Slawoj Žižek: "Wenn Judy gekleidet wie Madlen durch die Tür kommt, dann ist das wie eine Fantasie, die Wirklichkeit wird. Und die perfekte Bezeichnung für realisierte Fantasie ist Alptraum. Denn damit verbunden ist immer andauernde Gewalt. Genau genommen ist es ein Prozess der Demütigung."
Es ist faszinierend Slavoj Žižek bei seinen Ausführungen zuzuhören, und es gibt selten Momente, wo man ihm widersprechen möchte. Aber ob die Filmemacher, wirklich ähnliche Gedankenspiele hatten, bevor sie ihre Filme drehten? Regisseurin Sophie Fiennes glaubt, dass sich auch bei ihnen vieles unbewusst abspielt.
Sophie Fiennes: "Als Filmemacher arbeitest du intuitiv. Für mich ist Intuition eine Art Logik, die allerdings viel schneller funktioniert als die rationale Logik. Und bei jeder kreativen Arbeit läuft dieser Prozess ab. Darüber hinaus haben die Filmemacher, um die es bei uns geht, eine sehr persönlichen Stil, wie David Lynch oder Alfred Hitchcock."

Žižek über männliche Fantasien

Und dazu zählt auch Stanley Kubrick.
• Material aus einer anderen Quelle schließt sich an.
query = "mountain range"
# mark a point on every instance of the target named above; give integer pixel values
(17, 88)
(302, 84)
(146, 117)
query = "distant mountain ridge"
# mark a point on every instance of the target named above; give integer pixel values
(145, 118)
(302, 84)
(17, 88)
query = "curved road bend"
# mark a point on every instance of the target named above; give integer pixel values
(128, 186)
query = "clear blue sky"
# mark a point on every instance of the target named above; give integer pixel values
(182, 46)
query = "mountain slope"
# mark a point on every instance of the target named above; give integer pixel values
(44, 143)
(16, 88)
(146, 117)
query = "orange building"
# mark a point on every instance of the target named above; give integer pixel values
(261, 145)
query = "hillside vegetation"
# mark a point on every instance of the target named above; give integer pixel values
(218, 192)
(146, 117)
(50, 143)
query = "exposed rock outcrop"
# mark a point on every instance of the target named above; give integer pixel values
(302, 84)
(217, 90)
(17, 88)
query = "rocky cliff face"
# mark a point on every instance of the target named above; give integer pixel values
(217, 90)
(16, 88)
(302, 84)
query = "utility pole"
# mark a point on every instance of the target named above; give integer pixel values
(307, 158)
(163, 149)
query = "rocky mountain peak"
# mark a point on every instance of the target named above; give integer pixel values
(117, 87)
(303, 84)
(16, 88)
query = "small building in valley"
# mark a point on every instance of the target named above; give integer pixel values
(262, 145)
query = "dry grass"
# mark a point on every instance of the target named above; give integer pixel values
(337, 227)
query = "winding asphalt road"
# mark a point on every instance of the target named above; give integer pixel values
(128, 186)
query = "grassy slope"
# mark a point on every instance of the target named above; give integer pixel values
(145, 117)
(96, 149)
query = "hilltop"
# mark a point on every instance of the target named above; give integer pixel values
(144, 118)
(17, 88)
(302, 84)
Sein Film "Eyes Wide Shut” gehört zu den Werken, die, so Žižek, bei den Zuschauern einen Sturm der Fantasie entfachen. In dem Film gerät der New Yorker Arzt Bill in eine Krise, als sein Frau Alice ihm davon erzählt, dass sie die Idee hatte, ihn zu betrügen – ohne es jedoch zu tun. Fortan versucht Bill, Alices Fantasie nachzuempfinden. Dabei landet er auf einem Schloss, wo ein Maskenball zu einer inszenierten Orgie mutiert. Viele Kritiker mochten diese wenig erotische Orgie nicht.
Slavoj Žižek: "Aber genau darum geht es, um das Entscheidende an der männlichen Fantasie: Der Film handelt davon, dass die männliche Fantasie nicht in Einklang mit der weiblichen Fantasie zu bringen ist. Es geht um die Impotenz männlicher Fantasie und in wieweit dieses Manko die männliche Identität bedroht."
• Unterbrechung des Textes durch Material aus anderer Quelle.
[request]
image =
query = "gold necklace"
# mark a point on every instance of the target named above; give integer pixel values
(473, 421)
"The pervert's guide to cinema", das sind die wichtigsten Szenen aus 40 Filmklassikern, eine Analyse über unterdrückte Sehnsüchte und subtile Fantasien. Ein faszinierender cineastisch-psychologischer Crashkurs, der die Zuschauer das Sehen hinter den Bildern lehrt – nicht nur Cineasten.

DVD "The Pervert's Guide to Cinema" presented by Slavoj Zizek, GB, 2006
Regie: Sophie Fiennes, Musik: Brian Eno, Darsteller: Slavoj Zizek, 150 Min.